Thomasina leans over the table, smiling her Kingdom of Heaven smile, avoiding the ink by virtue of youth or death or both. (For
yuletide)
PG
He turns forty, and it starts to truly bother him that Thomasina is still nearly seventeen. It bothered him well before this point, of course, but the concern seems more relevant now.
"Well, I am dead, Septimus," she snaps. "And - that should be a five."
"It is a five."
Thomasina's face twists with explicit skepticism. "This?" She indicates the digit she means.
"Ye-es."
"Well, if you're certain, Septimus."
"I am certain," he says. "I am also - "
"Do tell me, Septimus." Thomasina's seventeen-year-old, dead, luminous face invites nothing so much as a full confession, although Septimus knows better than anyone in the world that he has no sins which he might offer to her.
"Well?"
"I am - gnarled," he says lamely.
"Gnarled?" Thomasina's smiles have always revealed her teeth in a manner resembling a jeweler's presentation of pearls. Why, Septimus wonders, should youth entrance us so? Even dead, it beckons like Nimue to Merlin.
"As you see," he murmurs. "Gnarled."
Thomasina leans over the table, smiling her Kingdom of Heaven smile, avoiding the ink by virtue of youth or death or both. "'She cannot fade, though thou hast not thy bliss...'"
Septimus looks away, returning his focus to the proofs.
"Well?" Thomasina's voice contains a challenge.
"'For ever wilt thou love,'" he finishes, "'and she be fair.' I am glad, my lady, that you do not bat your eyelashes, for I never could have loved a girl who bats her eyes and begs for waltzes." But when he looks up she no longer hangs over their equations, and in fact the hermitage now lacks any sign of her anywhere at all.
***
Thomasina hovers in the doorway, seventeen years old and holding an apple for Plautus.
"Thanks," Septimus says. She is still there when he blinks, and so is the apple, so he takes it and slices it, only to find that Plautus is currently untraceable. The apple slices remain undisturbed on the paper-strewn table, taut and glistening in the absence of a tortoise.
"It will get brown, Septimus," Thomasina reproaches him.
"I got grey," he tells her, as if they are trading colors. He bites down on a slice. The apple is not ripe, and bitter as bile. Septimus winces as the juice floods his mouth and fills in a cut he'd not known about before.

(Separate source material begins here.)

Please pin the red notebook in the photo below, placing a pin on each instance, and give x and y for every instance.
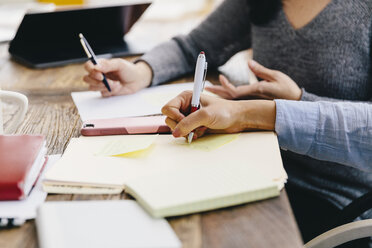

"Septimus!" Thomasina laughs.
"Plautus does not care for green fruit, my lady." He takes up another slice of the apple, chewing slowly.
Thomasina watches his reaction to the fruit with superior detachment. "You might sprinkle sugar over them, like strawberries."
"That's disgusting," he says slowly, but his face clearly reveals that he is considering the suggestion. "And I have no sugar."
"Oh, well - " She turns, as if to retrieve a sugar bowl from an unseen tea tray.
"No!" Septimus yelps.
But he doesn't speak quickly enough, and instead of coming into the hermitage, sugar in her hands, she disappears.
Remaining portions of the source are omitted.